Let the Trumpets Blow!
Sportstar|October 1, 2016

In a warped way, the ODIs and Twenty20s that India’s corporates fancy bring in the moolah and also sustain the game’s overall health besides subsidising and sustaining Tests. Virat Kohli and his young bunch Will determine how long India will stay invested in Tests and the duration it will take to reach 1000 Tests. For now, let us celebrate the 500th Test and ideally as you read this, India would have defeated New Zealand. As they say, isn’t sport also about hope and the ‘here’ and ‘now’?

K. C. Vijaya kumar
Let the Trumpets Blow!

India’s latest tryst with a cricketing milestone is seasoned with history. Just as the Gangetic Plains hosts the nation’s 500th Test at Kanpur’s Green Park Stadium, it is time to celebrate a country’s gradual growth in the willow game’s longest version.
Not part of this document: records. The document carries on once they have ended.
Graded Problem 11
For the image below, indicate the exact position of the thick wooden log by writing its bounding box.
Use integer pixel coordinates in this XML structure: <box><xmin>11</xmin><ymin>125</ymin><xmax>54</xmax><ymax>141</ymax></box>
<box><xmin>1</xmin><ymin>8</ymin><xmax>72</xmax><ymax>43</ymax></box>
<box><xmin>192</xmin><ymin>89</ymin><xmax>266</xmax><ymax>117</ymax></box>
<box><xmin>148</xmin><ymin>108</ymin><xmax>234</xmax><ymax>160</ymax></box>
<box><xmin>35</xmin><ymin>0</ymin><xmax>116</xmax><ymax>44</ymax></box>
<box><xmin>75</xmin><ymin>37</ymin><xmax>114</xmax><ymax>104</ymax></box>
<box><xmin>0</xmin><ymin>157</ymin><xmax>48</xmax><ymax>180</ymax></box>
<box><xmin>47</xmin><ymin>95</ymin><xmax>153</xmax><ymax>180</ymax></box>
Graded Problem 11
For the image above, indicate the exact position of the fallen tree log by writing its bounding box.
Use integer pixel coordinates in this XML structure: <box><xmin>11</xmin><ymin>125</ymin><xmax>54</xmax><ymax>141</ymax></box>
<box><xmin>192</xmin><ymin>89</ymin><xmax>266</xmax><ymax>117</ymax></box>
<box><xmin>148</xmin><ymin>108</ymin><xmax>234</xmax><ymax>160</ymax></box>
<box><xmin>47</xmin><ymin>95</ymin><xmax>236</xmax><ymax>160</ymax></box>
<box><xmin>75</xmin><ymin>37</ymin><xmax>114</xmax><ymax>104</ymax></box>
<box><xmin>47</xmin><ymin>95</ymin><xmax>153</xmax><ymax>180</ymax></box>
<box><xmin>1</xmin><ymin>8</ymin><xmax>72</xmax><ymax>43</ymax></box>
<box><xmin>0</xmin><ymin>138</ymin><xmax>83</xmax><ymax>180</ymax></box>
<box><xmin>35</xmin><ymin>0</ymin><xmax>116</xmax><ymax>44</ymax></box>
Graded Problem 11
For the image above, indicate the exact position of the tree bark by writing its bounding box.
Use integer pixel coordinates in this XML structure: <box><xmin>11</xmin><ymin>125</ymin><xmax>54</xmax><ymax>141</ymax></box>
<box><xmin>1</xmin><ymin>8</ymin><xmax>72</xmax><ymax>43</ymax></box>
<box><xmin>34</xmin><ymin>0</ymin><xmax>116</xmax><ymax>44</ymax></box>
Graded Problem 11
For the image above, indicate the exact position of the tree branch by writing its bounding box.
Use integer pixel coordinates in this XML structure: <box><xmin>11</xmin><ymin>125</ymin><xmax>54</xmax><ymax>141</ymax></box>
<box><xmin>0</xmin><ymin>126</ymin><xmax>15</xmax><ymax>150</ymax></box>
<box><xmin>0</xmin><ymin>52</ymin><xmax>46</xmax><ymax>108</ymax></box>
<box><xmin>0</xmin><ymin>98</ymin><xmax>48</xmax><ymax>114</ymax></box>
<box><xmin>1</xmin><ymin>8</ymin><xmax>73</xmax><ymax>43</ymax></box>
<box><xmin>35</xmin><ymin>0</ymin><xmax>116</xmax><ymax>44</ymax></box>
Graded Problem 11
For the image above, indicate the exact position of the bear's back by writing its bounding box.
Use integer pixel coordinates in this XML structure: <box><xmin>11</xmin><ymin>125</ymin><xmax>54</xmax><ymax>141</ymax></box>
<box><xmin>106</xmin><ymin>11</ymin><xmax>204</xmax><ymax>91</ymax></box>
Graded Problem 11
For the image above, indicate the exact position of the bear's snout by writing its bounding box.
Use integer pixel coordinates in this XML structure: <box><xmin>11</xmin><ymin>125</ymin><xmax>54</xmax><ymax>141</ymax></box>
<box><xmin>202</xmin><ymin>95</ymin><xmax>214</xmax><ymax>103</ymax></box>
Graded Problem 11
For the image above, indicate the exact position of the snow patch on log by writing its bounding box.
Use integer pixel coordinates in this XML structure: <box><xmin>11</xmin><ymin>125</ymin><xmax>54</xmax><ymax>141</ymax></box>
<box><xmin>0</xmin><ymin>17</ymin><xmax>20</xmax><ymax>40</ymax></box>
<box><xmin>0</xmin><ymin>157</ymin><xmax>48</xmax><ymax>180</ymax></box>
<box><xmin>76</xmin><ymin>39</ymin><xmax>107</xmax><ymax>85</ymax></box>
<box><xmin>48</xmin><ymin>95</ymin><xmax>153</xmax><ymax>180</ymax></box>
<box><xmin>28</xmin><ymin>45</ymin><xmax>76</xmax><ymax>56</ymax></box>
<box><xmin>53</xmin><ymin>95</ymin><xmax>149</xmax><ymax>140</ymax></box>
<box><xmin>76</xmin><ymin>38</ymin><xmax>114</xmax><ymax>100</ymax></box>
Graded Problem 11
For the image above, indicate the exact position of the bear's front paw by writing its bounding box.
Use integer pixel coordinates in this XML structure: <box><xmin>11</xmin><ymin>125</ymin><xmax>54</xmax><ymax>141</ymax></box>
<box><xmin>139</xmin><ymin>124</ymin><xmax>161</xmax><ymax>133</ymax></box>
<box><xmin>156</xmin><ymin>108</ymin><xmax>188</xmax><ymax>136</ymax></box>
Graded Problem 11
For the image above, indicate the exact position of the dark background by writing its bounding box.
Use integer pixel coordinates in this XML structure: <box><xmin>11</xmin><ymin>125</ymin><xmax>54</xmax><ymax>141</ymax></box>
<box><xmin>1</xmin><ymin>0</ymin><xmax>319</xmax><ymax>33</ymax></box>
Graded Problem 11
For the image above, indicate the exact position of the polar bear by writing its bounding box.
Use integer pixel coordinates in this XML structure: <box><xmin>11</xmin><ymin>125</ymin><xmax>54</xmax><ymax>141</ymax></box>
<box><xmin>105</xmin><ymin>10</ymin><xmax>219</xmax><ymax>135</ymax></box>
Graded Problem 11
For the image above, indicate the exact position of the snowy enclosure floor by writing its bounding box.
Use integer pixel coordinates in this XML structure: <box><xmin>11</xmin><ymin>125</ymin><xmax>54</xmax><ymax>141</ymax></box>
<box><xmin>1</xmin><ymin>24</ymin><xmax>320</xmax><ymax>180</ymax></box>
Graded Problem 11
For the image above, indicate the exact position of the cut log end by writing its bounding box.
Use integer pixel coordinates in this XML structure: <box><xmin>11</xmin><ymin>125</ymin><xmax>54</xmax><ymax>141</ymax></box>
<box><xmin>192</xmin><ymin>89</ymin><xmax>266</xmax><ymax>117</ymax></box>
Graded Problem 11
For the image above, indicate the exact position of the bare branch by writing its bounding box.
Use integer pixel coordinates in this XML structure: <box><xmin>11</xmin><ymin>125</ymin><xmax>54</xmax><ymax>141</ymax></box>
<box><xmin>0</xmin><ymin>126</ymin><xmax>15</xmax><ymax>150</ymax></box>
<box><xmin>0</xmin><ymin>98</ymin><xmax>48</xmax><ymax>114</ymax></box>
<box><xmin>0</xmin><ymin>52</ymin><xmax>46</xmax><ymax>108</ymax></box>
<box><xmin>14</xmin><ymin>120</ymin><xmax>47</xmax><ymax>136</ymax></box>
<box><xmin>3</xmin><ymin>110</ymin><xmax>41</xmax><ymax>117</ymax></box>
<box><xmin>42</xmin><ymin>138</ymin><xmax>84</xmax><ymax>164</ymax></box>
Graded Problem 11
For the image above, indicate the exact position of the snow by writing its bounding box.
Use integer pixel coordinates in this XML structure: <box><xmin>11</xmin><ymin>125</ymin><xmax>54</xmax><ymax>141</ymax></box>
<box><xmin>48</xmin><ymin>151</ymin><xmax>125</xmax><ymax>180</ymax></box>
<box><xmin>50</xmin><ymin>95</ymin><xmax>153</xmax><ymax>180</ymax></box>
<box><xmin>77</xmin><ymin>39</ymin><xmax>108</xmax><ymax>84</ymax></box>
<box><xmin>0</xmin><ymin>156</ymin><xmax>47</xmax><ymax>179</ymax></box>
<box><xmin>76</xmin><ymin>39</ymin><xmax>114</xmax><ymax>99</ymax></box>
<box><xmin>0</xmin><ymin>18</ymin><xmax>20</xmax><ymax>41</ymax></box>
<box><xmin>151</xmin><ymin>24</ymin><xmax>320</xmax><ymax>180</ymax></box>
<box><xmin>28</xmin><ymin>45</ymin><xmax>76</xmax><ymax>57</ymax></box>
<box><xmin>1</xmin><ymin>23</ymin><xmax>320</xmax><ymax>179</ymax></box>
It is heartening that a numerical landmark is linked to Tests, especially in the Indian context where popular culture is often bonded to the game’s shorter avatars — ODIs and Twenty 20s. To be fair, cricketers have often spoken about their fondness for doing battle in white flannels over five days but fans and brand managers tend to thrive upon and monetise the transient joys of limited overs cricket.

It is easy to stereotype Indian cricket. In the olden times it was about men unleashing oriental magic through their hyper-flexible wrists or spinners luring batsmen into fatal-traps, cliches as old as the ones about the Indian rope-trick and elephants roaming our streets. The current label is all about the country being a commercial behemoth as far as cricket goes and that leads to grumbling about muscle-flexing and a sense of entitlement.

TRUE, INDIA HAS HAD its share of batsmen offering aesthetic pleasure, spinners weaving a web and obviously the game’s financial heart beats strong from the Himalayas to Kanyakumari. However, being obsessed about just these would do a disservice to the larger picture that has multiple shades ever since India’s maiden Test at Lord’s in 1932.

Being a country where academics took precedence over sport, it was but inevitable that in the early stages, batting and spin bowling — relatively less rigorous than fast bowling, found favour with the masses. But it changed and we have had all kinds of players embellishing our narrative.